Clotilde Coquet. Extrait de : Parle-moi du sous-sol


EXTRAIT >

Les files de clientes se ressemblaient toutes, sauf quelques bavardes pendues à leur téléphone portable et sans un mot pour nous, tellement agitées à la fin de leur après-midi de shopping – ces petites folies qu’elles n’avaient pas réfrénées – et malgré tout heureuses du pouvoir qu’elles avaient encore sur elles-mêmes, la raison gardait le cap, surmontait le plaisir de posséder, joie qui éclipse presque tout ce qui vous est refusé par ailleurs, à les entendre ; je ne les aimais pas, elles me faisaient perdre du temps avec leurs manières désordonnées au moment de payer. Entre leurs deux cartes bleues, celle à leur nom de jeune fille et celle du compte joint, et une troisième, dorée, elles hésitent, gloussent, se trompent, ma machine affiche code faux, et l’amie qui les accompagne encore exaltée par les vêtements essayés au premier étage les dissipe (Prends-le avant de regretter, en plus la couleur de la doublure est grandiose, et tu sais bien que c’est la beauté intérieure qui compte), elles rougissent de se découvrir tant d’esprit, impertinentes, toujours plus fortunées et moins conventionnelles en vieillissant, puis elles se souviennent de moi : Pardon, oh quelle idiote, c’est la carte de leur mari, Seigneur, que je ne leur dise pas qu’elles ont encore oublié le code, mais je leur dis comme la machine, qu’il est faux, et qu’au troisième essai erroné tout se bloquera.

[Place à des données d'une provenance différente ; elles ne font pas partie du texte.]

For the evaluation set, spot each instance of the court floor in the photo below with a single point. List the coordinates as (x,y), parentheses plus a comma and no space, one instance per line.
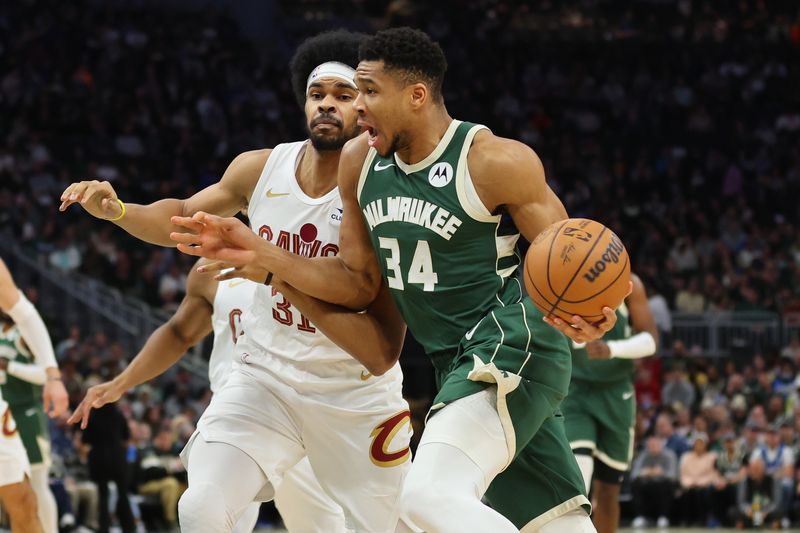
(638,530)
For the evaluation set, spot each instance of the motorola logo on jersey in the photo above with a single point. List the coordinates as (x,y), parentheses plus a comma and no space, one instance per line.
(382,435)
(304,242)
(440,174)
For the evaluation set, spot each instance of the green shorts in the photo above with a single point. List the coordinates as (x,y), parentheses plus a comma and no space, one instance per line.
(600,417)
(32,426)
(542,483)
(530,363)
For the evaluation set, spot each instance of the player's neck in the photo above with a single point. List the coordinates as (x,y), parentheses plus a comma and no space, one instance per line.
(316,173)
(426,137)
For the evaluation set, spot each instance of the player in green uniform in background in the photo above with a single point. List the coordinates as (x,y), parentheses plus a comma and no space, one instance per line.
(433,209)
(22,390)
(600,410)
(25,491)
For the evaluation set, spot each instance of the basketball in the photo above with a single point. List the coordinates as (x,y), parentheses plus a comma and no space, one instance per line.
(577,267)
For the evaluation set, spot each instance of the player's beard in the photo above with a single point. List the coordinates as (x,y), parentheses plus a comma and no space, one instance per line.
(323,143)
(398,141)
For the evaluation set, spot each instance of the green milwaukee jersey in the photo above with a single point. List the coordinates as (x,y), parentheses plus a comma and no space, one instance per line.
(605,370)
(447,260)
(15,390)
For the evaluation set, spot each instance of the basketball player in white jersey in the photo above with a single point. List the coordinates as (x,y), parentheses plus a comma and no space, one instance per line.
(294,393)
(210,306)
(16,493)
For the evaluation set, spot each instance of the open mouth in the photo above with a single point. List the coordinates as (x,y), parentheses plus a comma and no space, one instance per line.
(326,124)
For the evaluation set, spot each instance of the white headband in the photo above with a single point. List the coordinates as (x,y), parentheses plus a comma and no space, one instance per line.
(333,69)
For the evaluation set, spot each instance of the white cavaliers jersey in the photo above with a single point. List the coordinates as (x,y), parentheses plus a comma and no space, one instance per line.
(286,342)
(233,297)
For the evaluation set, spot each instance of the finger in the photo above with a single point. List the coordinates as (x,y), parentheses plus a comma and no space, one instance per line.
(196,251)
(63,405)
(69,190)
(99,402)
(76,416)
(92,191)
(78,190)
(579,323)
(236,272)
(210,268)
(85,416)
(186,238)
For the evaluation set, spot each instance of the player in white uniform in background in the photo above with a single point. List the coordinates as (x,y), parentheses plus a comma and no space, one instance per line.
(16,493)
(219,307)
(295,393)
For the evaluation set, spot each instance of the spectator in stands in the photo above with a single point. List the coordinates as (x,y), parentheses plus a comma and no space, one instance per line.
(758,498)
(698,477)
(160,473)
(732,472)
(677,391)
(666,431)
(783,383)
(792,350)
(654,477)
(660,310)
(749,441)
(690,299)
(778,460)
(107,436)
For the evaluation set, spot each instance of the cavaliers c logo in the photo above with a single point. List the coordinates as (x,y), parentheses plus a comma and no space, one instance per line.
(382,436)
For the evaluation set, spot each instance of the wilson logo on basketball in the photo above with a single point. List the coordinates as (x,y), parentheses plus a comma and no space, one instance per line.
(382,436)
(611,255)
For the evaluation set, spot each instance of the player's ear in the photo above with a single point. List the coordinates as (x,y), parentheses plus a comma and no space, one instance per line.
(419,94)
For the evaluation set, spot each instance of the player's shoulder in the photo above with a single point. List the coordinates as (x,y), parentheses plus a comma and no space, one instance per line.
(252,159)
(490,152)
(496,158)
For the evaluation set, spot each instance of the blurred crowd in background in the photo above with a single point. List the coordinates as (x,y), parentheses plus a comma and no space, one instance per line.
(674,122)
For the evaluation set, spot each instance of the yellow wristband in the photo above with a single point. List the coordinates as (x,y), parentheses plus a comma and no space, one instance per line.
(122,214)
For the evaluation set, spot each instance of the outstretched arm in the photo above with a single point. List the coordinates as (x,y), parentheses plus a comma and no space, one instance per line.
(31,326)
(351,279)
(509,175)
(151,223)
(374,337)
(188,326)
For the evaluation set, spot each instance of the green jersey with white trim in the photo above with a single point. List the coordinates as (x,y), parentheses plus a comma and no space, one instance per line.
(17,391)
(447,261)
(605,370)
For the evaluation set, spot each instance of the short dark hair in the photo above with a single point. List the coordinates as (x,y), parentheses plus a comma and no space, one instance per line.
(411,51)
(336,45)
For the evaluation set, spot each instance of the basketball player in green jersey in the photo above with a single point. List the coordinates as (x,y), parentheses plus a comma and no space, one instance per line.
(23,392)
(600,409)
(432,193)
(21,487)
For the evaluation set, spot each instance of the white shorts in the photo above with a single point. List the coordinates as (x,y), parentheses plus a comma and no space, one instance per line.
(359,455)
(14,465)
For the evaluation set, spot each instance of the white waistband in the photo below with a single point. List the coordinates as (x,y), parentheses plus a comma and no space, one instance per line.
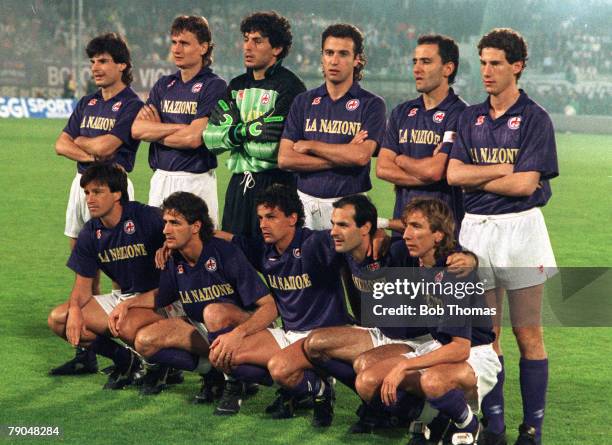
(180,173)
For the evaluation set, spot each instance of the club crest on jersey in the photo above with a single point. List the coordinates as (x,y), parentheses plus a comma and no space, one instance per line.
(211,264)
(514,123)
(129,227)
(373,266)
(439,116)
(352,104)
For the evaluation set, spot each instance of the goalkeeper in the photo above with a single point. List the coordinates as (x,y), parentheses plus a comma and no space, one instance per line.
(249,121)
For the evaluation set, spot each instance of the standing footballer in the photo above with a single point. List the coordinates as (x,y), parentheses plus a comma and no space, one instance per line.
(333,130)
(504,156)
(177,112)
(248,122)
(421,131)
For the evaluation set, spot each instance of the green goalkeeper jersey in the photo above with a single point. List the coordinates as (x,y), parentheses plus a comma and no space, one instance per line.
(254,98)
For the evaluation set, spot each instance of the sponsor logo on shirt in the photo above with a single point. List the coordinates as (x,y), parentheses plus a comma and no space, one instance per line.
(514,123)
(352,104)
(211,264)
(438,116)
(129,227)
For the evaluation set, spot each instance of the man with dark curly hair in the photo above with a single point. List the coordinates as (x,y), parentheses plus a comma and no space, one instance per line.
(333,130)
(249,121)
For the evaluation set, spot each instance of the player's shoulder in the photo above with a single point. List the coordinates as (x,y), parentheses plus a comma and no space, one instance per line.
(531,107)
(287,76)
(142,211)
(89,100)
(129,96)
(166,81)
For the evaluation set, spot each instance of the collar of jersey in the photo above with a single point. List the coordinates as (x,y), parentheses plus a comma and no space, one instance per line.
(516,108)
(203,72)
(269,72)
(450,99)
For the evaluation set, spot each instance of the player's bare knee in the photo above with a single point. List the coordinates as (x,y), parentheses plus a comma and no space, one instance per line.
(146,342)
(314,346)
(279,370)
(360,364)
(57,319)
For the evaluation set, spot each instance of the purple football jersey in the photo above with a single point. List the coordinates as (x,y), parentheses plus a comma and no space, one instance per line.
(414,131)
(94,116)
(126,253)
(315,116)
(221,275)
(305,279)
(523,136)
(180,103)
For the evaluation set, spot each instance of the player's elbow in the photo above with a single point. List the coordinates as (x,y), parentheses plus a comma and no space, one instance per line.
(526,188)
(453,177)
(433,174)
(284,160)
(137,130)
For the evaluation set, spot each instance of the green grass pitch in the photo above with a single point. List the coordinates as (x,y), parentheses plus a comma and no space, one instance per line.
(33,279)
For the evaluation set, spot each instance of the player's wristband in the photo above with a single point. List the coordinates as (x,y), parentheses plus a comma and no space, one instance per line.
(382,223)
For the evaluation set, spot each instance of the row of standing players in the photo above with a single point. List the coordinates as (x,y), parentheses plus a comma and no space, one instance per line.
(502,152)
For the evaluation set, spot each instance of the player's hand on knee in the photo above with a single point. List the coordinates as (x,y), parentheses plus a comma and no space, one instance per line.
(380,244)
(388,389)
(360,137)
(461,263)
(75,326)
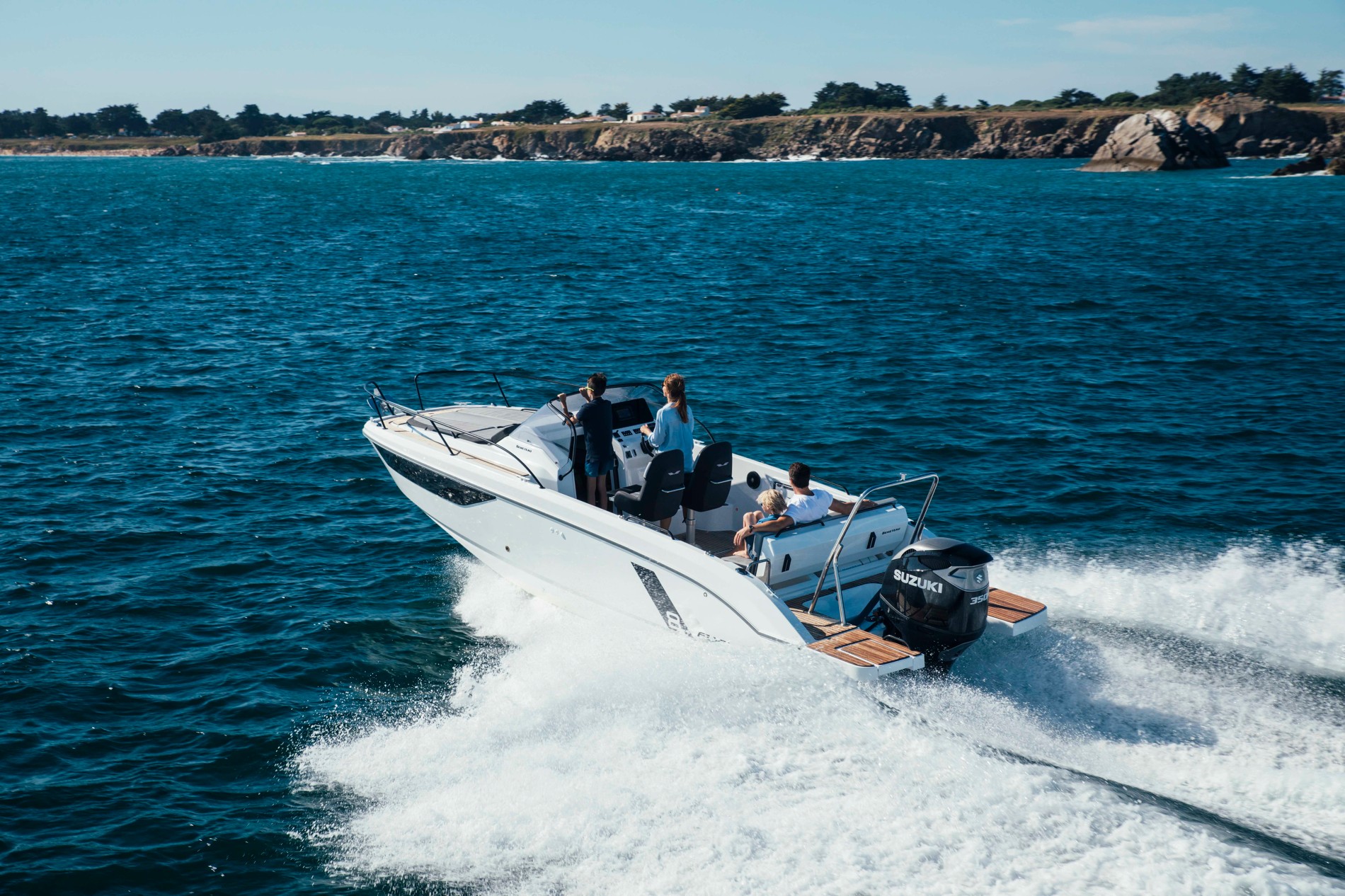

Alors subitement sérieuses, elles glissent une fois pour toutes derrière l’oreille une longue mèche qui gêne l’inspection du portefeuille (les mérites d’une éducation stricte : savoir rire, savoir s’arrêter à temps), elles retrouvent un ton de petite fille prise en faute : nous n’allons pas le déranger à cette heure-là à Shanghai avec le décalage horaire pour lui demander, honteuses comme si j’avais proposé d’appeler le mari moi-même pour lui révéler les frasques de son écervelée de femme. En général, nous sommes sauvées par un billet qui se cachait dans les replis, coupure au montant phénoménal qu’on ne voit pas souvent, dont je croyais jusque-là la couleur réservée aux parties de Monopoly. Les Merci mademoiselle fusent de part et d’autre du comptoir, soulage- ment aussi sincère qu’à la fin d’une crise diplomatique mondiale.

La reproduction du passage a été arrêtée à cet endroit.